New research published in Lancet Psychiatry suggests that cannabis products have become stronger, and cannabis potency has increased globally in recent decades, leading more people to become addicted to marijuana.

According to the study, individuals who use higher concentrations of tetrahydrocannabinol, or THC, are more likely to have an addiction and mental health problems [1].

First, let us define high-potency use. A drug of high potency will elicit a given response at low concentrations, while a drug of lower potency will evoke the same response only at higher concentrations [2]. It is THC that is responsible for the psychoactive effects of cannabis [3].

High-potency Cannabis, Psychosis And Addiction

Cannabis potency - measured by how much THC it contains - has been increasing for almost half a century, increasing by 0.29 per cent annually between 1970 and 2017 [4].

Scientists have defined a 'standard THC unit' as 5 milligrams of THC, which produces a mild intoxication for non-regular users. According to the researchers, low-potency products contain 5 to 10 milligrams of THC per gram.

Researchers examined studies exploring the relationship between cannabis potency and mental health and addiction. A total of 20 studies were examined, including reports on anxiety, depression, psychosis, and cannabis use disorder or marijuana addiction [5][6][7].

As a result, higher-potency cannabis was associated with a higher risk of cannabis use disorder than lower-potency cannabis.
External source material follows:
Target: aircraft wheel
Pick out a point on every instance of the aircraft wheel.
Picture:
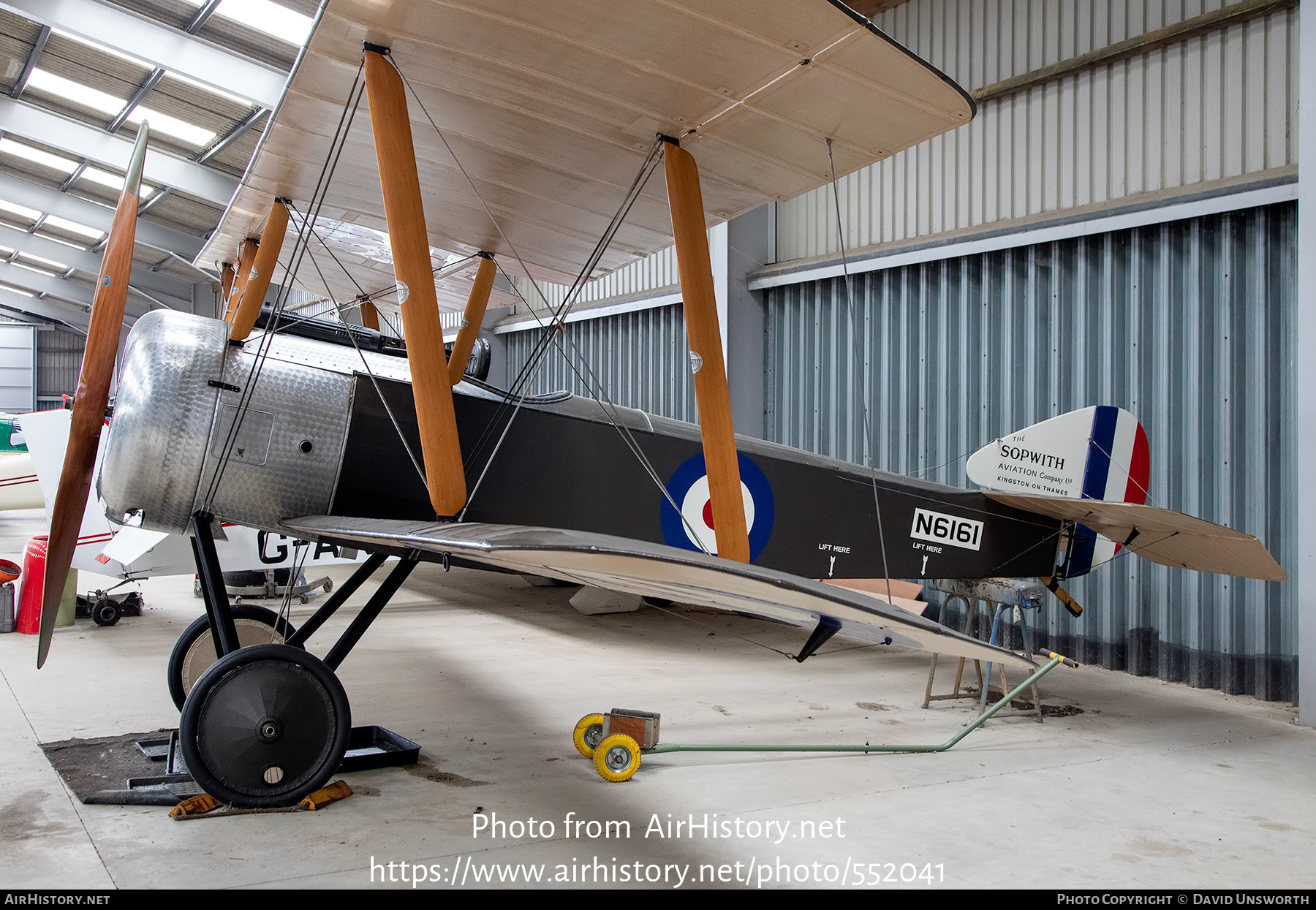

In addition to highlighting global trends in cannabis addiction and treatment rates, the findings demonstrate that cannabis potency has continued to rise over the past twelve months.
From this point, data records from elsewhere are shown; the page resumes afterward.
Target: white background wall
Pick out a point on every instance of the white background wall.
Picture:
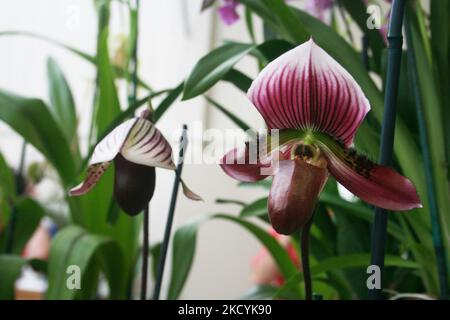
(171, 41)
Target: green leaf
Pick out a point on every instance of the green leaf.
(32, 120)
(440, 44)
(287, 20)
(240, 123)
(432, 116)
(168, 101)
(256, 208)
(62, 104)
(89, 58)
(182, 257)
(213, 67)
(7, 190)
(184, 245)
(342, 262)
(11, 269)
(272, 49)
(28, 216)
(358, 210)
(73, 246)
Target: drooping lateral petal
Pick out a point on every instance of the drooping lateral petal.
(257, 159)
(378, 185)
(110, 146)
(94, 173)
(147, 146)
(305, 88)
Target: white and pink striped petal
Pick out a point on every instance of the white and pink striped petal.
(305, 88)
(147, 146)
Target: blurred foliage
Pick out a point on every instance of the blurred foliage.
(104, 241)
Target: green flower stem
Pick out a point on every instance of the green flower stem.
(20, 188)
(173, 201)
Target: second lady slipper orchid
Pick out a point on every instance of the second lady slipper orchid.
(136, 147)
(317, 107)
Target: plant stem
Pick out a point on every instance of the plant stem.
(173, 201)
(395, 40)
(304, 244)
(365, 52)
(438, 242)
(144, 272)
(20, 189)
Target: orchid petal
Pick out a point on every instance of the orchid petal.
(306, 88)
(147, 146)
(94, 174)
(236, 163)
(293, 195)
(109, 147)
(257, 159)
(375, 184)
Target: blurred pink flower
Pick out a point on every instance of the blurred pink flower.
(318, 8)
(265, 270)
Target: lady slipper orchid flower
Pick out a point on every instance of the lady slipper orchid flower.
(136, 147)
(317, 107)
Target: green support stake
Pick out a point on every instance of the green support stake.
(395, 40)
"We know from animal studies that higher doses of THC are more likely to cause addiction than lower doses," said the study's lead author, Kat Petrilli. "As people are exposed to higher doses of THC through the use of higher-potency cannabis, this may increase the likelihood that it can cause long-term changes, such as to cannabinoid receptors in the brain, which are associated with psychosis risk."

In studies, high-potency cannabis users are more likely to suffer from psychosis than low-potency users, with one study finding a nearly sevenfold increase in the risk of psychosis.
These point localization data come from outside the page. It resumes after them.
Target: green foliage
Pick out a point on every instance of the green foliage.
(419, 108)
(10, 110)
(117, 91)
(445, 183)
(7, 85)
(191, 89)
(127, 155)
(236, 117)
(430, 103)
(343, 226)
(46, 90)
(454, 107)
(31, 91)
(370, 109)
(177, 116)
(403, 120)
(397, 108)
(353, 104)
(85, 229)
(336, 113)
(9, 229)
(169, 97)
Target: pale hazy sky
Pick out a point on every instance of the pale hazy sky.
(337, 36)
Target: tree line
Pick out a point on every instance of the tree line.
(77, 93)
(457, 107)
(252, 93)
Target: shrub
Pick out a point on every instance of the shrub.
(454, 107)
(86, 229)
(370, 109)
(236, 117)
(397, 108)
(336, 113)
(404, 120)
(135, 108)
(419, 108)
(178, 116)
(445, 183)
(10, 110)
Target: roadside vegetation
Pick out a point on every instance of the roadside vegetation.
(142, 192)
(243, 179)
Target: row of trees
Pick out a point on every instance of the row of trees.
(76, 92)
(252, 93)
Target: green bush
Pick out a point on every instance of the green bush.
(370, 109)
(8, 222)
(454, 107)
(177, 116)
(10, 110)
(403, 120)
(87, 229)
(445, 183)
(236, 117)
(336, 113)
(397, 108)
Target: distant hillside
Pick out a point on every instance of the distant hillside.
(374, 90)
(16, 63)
  • There is an increased risk of addiction when using high-potency cannabis products compared to low-potency cannabis, with one report indicating a nearly sevenfold increase.
  • Studies on the effects of high-potency cannabis on anxiety and depression were mixed, meaning it is unclear what impact the intervention will have on these other mental health outcomes.
  • Researchers could identify only 20 studies that met the criteria for inclusion in their analysis, underscoring the paucity of research on this topic. According to them, the study leaves many questions unanswered, and the field is still in its infancy.
  • One of the problems with the new report was that the studies used only data on whether people consumed cannabis on a monthly, weekly, or daily basis.

On A Final Note...

Taking a closer look at daily users and asking how many times a day they use the service is imperative. In addition, it is important to consider the absolute level of THC exposure as we begin to think more deeply about this issue. Finally, the researchers added that cannabis use could be made safer by using lower-potency products, which provides a rational strategy for harm reduction.

Disclaimer: We do not promote smoking or the recreational use of marijuana and other illegal marijuana products and drugs. The article is solely developed for informational purposes.